Ma la
discussione si fa su basi false. Non innocenti, comunque a fini di parte, ideologizzati.
Le sue basi sono nella Trilaterale, il consesso di uomini e enti del
capitalismo promosso nel 1973 da Nelson Rockefeller, uomo politico,
repubblicano liberale, della famiglia dei petrolieri. Che pose al centro del
dibattito le forme della rappresentanze nelle società industriali avanzate. In
una col parallelo, e affine, dibattito sui limiti alla crescita del Club di
Roma, animato da Aurelio Peccei, ex manager della fiat in Argentina, ma
centrato sulle proiezioni di Leontief e dell’incipiente industria Usa della
conservazione.
La
Trilaterale era una reazione alla contestazione (da Hannah Arendt già studiata nella
forma della “disobbedienza civile”), che aveva fatto “perdere” la guerra del
Vietnam, e in previsione del multicentrismo, di quella che sarà chiamata la globalizzazione.
“La crisi della democrazia” fu nel 1975 il primo rapporto della Trilaterale,
redatto dal direttore Zbgniew Brzezinsky, centrato sulla “definizione della «governabilità»”.
Brzezinsky,
futuro segretario di Stato, portava il “Federalist”
a supporto, con John Stuart Mill e Ralph Dahrendorf, per evitare quella che
chiamava la “democrazia anomica”, al meglio un “consenso senza scopo”. Il
teorico del raggruppamento era Samuel Huntignton, famoso all’epoca per
vaticinare il conflitto di civiltà, tra l’Occidente (Usa-Europa) e il resto del
mondo. La Trilateral dubitava che le democrazie fosse
governabili, insidiate dall’anomia. E ipotizzava che bisognasse “limitare” la democrazia, che gli affari
sarebbero andati meglio per tutti se lavoratori, neri e poveri avessero contato
meno.
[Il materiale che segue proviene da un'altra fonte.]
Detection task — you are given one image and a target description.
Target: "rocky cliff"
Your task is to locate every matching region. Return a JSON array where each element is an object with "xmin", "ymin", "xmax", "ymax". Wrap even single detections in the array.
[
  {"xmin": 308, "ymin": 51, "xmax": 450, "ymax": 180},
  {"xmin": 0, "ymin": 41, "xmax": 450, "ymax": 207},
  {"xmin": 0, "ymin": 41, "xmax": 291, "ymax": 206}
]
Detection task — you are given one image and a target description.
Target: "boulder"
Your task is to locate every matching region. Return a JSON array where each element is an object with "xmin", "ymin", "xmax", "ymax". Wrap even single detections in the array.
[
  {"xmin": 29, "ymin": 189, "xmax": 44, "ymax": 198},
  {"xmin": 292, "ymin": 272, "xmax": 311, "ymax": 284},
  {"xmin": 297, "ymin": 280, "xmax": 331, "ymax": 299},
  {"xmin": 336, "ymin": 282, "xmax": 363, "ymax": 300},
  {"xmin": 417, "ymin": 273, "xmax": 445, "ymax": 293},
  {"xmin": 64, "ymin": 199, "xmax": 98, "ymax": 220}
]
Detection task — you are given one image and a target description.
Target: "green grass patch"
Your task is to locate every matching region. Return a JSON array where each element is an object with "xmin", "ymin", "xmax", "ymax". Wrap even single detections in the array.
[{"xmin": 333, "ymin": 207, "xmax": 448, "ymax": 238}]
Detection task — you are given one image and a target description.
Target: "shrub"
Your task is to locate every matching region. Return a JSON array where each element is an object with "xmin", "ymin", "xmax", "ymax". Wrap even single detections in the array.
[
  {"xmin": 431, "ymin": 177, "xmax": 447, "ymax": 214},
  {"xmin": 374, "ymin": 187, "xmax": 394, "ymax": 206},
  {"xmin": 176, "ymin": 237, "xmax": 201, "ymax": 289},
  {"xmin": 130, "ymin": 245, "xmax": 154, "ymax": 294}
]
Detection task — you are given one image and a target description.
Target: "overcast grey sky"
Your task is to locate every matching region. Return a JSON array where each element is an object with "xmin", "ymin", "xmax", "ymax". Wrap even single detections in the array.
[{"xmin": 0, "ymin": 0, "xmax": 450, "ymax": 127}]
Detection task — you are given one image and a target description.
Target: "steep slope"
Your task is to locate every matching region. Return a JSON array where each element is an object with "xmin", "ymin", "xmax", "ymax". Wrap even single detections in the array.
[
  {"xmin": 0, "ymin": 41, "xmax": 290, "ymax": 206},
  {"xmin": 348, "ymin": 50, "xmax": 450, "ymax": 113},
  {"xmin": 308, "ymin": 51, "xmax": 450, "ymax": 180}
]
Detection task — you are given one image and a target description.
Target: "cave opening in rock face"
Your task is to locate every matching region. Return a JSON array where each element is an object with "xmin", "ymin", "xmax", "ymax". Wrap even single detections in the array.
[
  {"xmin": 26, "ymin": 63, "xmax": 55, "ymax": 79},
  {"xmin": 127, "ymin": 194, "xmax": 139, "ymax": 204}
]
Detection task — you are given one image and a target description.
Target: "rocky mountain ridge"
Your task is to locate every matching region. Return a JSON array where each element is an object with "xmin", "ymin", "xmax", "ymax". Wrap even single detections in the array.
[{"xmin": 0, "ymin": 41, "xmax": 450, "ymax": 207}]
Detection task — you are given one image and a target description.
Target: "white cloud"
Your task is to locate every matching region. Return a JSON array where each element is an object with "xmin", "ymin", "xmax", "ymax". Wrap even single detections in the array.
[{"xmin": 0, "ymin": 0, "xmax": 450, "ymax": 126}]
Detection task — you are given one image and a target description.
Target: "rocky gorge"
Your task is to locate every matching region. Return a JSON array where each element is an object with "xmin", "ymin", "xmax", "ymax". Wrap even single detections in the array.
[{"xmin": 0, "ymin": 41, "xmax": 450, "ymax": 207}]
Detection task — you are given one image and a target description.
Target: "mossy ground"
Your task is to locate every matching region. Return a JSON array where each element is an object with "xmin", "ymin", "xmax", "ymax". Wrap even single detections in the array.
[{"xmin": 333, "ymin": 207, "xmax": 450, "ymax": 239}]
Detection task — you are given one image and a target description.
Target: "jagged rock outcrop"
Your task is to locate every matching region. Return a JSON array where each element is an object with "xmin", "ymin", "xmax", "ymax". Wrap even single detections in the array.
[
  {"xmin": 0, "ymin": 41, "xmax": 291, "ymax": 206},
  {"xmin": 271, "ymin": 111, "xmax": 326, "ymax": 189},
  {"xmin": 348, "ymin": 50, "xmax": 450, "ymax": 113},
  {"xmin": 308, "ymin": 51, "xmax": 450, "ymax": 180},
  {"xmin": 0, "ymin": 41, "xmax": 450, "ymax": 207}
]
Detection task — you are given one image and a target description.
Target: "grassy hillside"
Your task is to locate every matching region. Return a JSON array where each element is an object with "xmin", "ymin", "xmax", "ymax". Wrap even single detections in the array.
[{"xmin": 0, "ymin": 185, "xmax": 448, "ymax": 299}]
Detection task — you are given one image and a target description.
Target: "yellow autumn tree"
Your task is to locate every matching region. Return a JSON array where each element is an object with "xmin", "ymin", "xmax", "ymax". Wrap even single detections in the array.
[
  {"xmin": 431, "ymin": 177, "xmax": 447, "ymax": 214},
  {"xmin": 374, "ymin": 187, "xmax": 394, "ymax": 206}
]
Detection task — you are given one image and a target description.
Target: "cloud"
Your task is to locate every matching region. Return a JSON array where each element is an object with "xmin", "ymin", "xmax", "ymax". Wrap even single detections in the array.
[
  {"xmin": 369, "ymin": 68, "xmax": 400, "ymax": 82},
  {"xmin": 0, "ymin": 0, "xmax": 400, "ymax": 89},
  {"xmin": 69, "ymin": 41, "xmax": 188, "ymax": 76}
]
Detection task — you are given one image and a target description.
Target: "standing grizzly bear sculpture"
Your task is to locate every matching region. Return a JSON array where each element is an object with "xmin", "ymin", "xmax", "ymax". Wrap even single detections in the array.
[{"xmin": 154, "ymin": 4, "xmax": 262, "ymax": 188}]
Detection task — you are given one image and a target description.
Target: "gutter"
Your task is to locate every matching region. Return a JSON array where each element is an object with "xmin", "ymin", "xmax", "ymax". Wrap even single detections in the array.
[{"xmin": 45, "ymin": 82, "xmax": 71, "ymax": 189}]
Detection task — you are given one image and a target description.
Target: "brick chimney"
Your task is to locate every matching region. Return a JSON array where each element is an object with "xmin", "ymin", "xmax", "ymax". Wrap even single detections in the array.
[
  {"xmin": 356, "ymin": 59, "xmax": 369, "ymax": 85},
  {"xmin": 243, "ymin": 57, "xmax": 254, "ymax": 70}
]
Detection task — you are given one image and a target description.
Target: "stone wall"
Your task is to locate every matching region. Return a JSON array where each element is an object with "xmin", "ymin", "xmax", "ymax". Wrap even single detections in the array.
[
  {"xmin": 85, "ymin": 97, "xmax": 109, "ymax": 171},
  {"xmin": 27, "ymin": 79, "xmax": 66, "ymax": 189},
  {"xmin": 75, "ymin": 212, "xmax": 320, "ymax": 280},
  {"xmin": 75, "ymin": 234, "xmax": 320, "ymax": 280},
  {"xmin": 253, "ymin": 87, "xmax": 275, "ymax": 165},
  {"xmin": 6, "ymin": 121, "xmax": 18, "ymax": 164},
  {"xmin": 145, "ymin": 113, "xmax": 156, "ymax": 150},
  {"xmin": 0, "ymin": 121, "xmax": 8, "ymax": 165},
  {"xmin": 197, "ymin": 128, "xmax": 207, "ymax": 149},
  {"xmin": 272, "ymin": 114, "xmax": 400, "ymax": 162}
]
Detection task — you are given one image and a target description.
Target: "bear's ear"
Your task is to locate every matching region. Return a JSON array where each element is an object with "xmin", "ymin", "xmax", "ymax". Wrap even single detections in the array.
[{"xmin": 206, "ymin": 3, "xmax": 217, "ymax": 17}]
Puro Orwell, “1984”: “L’aumento
della ricchezza minaccia le gerarchie mondiali”.
La democrazia è in crisi in
Italia
La
“crisi della democrazia” viene dunque da lontano, e ha radici conservatrici. È
anche limitata e non universale. In Europa solo l’Italia se ne può dire
affetta. Altrove le costituzioni e le rappresentanze politiche reggono, e
prendono anzi decisioni importanti. Per esempio nella Gran Bretagna di Margaret
Thatcher, e poi in quella di Blair, che si sottostima, o nella Germania di Schröder. La democrazia funziona
in tutta Europa, e quindi funziona, poiché stiamo parlando di un mondo ancora
chiuso seppure globalizzato: le democrazie saranno alcune diecine nel mondo, e
per due terzi sono europee. La Trilaterale ha del resto cessato presto le sue
riunioni, avendo gli Stati Uniti dopo nemmeno dieci anni reintegrato la marcia
del consenso nazionale e dell’egemonia senza contestazioni. Fino alla
formidabile “prova democratica” dell’elezione di Obama nel 2008.
La crisi è un’anomalia italiana, dunque.
E ha cause precise. Che però non si vogliono vedere, per primi gli studiosi di
scienza politica. Si dice che la causa è Berlusconi. Ma Berlusconi è un effetto
e non la causa. Lo è sempre stato ma nelle elezioni del 24 febbraio in modo
incontestabile. Già prossimo al ritiro, se fosse stato al Giro d’Italia, fu
portato vincente al traguardo da quella che è la vera causa della crisi
italiana: il postcomunismo.
L’Italia aveva un enorme partito Comunista, molto
più imponente e importante della sua pur vasta base elettorale, e lo mantiene,
nelle forme della faziosità, dell’intolleranza, dell’odio, dell’oltranzismo. Una
orwelliana “politica dell’odio” che ha avvelenato senza ipocrisie le votazioni
presidenziali.Col sostegno infetto di una giustizia ancora fascista, di toghe e
ermellini, al di sopra delle leggi. E con quello truffaldino dei media, la
cosiddetta opinione pubblica, che al meglio è autoreferente: la Rai, che è il
nodo del traffico d’influenze, e la
grande editoria, di Mediobanca, Bazoli, Fiat, Caltagirone, Confindustria e,
curiosamente, lo stesso Berlusconi (Mondadori, Mediaset). All’insegna del
“tutto pur di non essere governati”: l’Italia come zona franca, di bande e
banditi.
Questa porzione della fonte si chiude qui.